La prévention est très (trop) peu présente dans ces départements; on la trouve par exemple dans des actions locales notamment les plans de cohésion sociale, la lutte contre le surendettement, ou les services d’insertion sociale.
L’analyse de Madame Ramelot consiste à dire qu’une approche préventive nécessiterait une approche globale des personnes et non un morcellement de celles-ci selon les compétences des services, ce qui se passe malheureusement trop souvent.
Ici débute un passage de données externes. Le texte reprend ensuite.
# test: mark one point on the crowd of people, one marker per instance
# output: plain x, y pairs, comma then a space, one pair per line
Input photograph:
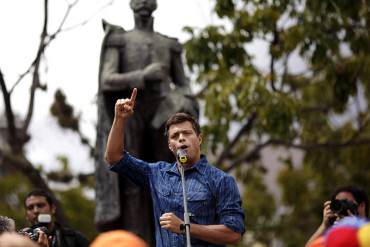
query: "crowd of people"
214, 202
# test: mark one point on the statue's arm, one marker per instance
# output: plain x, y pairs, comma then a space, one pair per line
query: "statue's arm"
177, 68
112, 80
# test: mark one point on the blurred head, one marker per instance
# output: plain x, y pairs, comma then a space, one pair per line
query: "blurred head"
144, 8
6, 224
183, 132
15, 240
356, 195
118, 238
38, 202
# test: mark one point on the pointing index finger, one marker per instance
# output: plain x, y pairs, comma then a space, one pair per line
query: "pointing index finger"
133, 95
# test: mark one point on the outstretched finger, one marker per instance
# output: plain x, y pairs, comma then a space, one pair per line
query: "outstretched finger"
133, 96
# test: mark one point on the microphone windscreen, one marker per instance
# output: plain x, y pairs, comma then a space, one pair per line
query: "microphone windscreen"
182, 156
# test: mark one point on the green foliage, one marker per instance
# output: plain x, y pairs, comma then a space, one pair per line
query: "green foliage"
322, 110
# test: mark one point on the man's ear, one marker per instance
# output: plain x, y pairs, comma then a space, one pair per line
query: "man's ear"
170, 147
53, 209
361, 209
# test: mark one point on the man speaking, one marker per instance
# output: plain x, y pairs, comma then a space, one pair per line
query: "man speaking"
214, 204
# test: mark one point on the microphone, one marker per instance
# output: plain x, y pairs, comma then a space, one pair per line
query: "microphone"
182, 156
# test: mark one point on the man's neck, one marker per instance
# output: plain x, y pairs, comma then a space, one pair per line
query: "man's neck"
144, 23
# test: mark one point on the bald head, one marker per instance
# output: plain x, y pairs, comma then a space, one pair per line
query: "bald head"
143, 7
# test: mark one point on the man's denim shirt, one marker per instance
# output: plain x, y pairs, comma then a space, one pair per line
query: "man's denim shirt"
213, 196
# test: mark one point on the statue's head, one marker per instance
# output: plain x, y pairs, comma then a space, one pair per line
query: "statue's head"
143, 7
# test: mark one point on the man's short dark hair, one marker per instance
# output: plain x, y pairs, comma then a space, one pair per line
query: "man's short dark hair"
6, 224
181, 117
358, 193
40, 192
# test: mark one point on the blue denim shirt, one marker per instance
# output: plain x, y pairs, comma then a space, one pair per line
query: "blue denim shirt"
213, 196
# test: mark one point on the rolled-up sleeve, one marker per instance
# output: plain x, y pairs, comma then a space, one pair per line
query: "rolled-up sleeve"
229, 206
135, 169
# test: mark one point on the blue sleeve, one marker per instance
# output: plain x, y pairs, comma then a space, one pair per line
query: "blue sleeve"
228, 205
135, 169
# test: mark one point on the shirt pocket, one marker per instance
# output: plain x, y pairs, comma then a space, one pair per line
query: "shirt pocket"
200, 203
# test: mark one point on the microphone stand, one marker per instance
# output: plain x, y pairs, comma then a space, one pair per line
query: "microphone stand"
185, 197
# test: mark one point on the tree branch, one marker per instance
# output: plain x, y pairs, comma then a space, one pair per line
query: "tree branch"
9, 113
246, 128
253, 154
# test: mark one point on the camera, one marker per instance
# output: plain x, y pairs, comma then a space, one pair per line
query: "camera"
33, 232
341, 207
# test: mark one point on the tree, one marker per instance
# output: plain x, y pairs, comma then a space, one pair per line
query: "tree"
321, 110
19, 174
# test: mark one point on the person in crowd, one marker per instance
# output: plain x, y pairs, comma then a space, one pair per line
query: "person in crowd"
214, 202
352, 199
40, 210
6, 224
12, 239
118, 238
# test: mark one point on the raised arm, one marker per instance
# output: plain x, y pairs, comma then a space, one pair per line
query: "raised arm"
327, 214
123, 109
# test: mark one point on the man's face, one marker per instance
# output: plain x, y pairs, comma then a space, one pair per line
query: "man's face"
348, 196
143, 7
36, 205
183, 136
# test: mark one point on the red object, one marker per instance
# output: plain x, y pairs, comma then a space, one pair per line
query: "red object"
342, 237
320, 242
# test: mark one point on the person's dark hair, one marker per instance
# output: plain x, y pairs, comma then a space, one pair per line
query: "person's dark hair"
40, 192
358, 193
6, 224
181, 117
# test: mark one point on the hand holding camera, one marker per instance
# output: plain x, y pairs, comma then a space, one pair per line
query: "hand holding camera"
337, 209
39, 232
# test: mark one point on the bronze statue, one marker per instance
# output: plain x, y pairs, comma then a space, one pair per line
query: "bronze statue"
152, 63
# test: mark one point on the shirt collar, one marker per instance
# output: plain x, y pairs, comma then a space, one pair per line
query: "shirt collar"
199, 166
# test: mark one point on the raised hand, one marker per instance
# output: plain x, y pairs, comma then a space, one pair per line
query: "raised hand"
124, 108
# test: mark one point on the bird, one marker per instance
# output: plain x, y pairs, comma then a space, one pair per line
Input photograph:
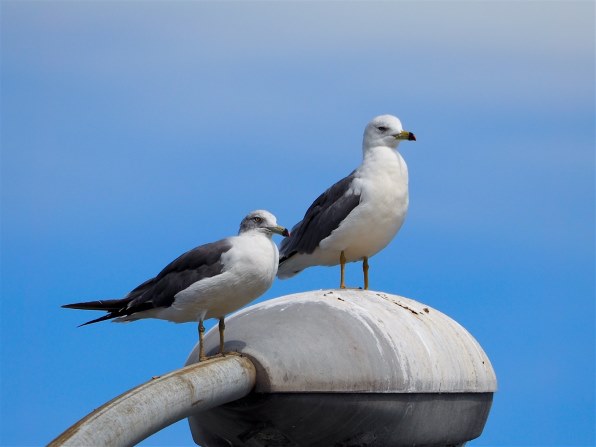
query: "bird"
360, 214
209, 281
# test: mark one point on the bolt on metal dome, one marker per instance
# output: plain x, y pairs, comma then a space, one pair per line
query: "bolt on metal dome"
350, 367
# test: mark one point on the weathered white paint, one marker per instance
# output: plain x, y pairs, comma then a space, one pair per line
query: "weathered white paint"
146, 409
355, 341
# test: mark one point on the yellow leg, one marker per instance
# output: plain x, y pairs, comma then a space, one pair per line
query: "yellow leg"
201, 347
342, 264
222, 328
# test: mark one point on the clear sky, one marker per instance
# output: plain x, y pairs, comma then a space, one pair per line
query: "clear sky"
134, 131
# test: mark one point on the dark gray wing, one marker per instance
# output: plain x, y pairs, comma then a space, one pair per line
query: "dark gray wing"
321, 218
199, 263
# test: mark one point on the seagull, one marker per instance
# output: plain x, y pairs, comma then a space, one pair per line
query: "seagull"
209, 281
359, 215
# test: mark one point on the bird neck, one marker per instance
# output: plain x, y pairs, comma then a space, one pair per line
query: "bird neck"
378, 152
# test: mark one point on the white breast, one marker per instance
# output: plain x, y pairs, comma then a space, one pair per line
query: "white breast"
382, 181
249, 269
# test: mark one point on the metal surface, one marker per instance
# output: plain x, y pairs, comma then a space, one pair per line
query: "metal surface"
142, 411
338, 419
355, 341
351, 368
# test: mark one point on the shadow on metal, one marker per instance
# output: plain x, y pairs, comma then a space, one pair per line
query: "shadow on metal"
322, 368
351, 368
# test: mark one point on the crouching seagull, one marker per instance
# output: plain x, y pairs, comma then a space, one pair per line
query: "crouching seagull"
209, 281
359, 215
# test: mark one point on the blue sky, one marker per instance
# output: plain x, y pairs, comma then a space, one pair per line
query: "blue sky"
134, 131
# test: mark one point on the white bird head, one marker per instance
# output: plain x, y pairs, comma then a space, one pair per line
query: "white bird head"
385, 130
263, 221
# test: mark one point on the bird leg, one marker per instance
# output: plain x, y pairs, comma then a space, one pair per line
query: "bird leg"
201, 346
222, 328
342, 265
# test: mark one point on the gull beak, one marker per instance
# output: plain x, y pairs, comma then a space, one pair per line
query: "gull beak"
405, 135
279, 230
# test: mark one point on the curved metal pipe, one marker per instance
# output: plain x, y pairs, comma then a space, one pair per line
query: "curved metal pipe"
146, 409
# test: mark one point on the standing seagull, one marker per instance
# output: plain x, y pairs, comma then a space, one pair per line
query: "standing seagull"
359, 215
209, 281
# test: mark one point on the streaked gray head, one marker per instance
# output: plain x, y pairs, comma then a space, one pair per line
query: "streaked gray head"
263, 221
385, 130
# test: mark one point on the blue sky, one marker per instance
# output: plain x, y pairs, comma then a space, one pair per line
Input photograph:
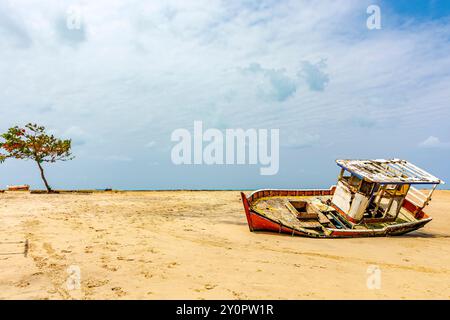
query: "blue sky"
137, 70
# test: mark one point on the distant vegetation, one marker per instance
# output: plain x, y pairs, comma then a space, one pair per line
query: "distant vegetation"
33, 143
Madame Ramelot travaille en conséquence au décloisonnement, mais force est de constater que cette visée n’est pas simple à rencontrer: le découpage des compétences ministérielles, des compétences administratives, mais aussi les craintes des opérateurs (logique de «chasse gardée» par rapport au public, crainte de perte des subventions) sont des obstacles bien réels.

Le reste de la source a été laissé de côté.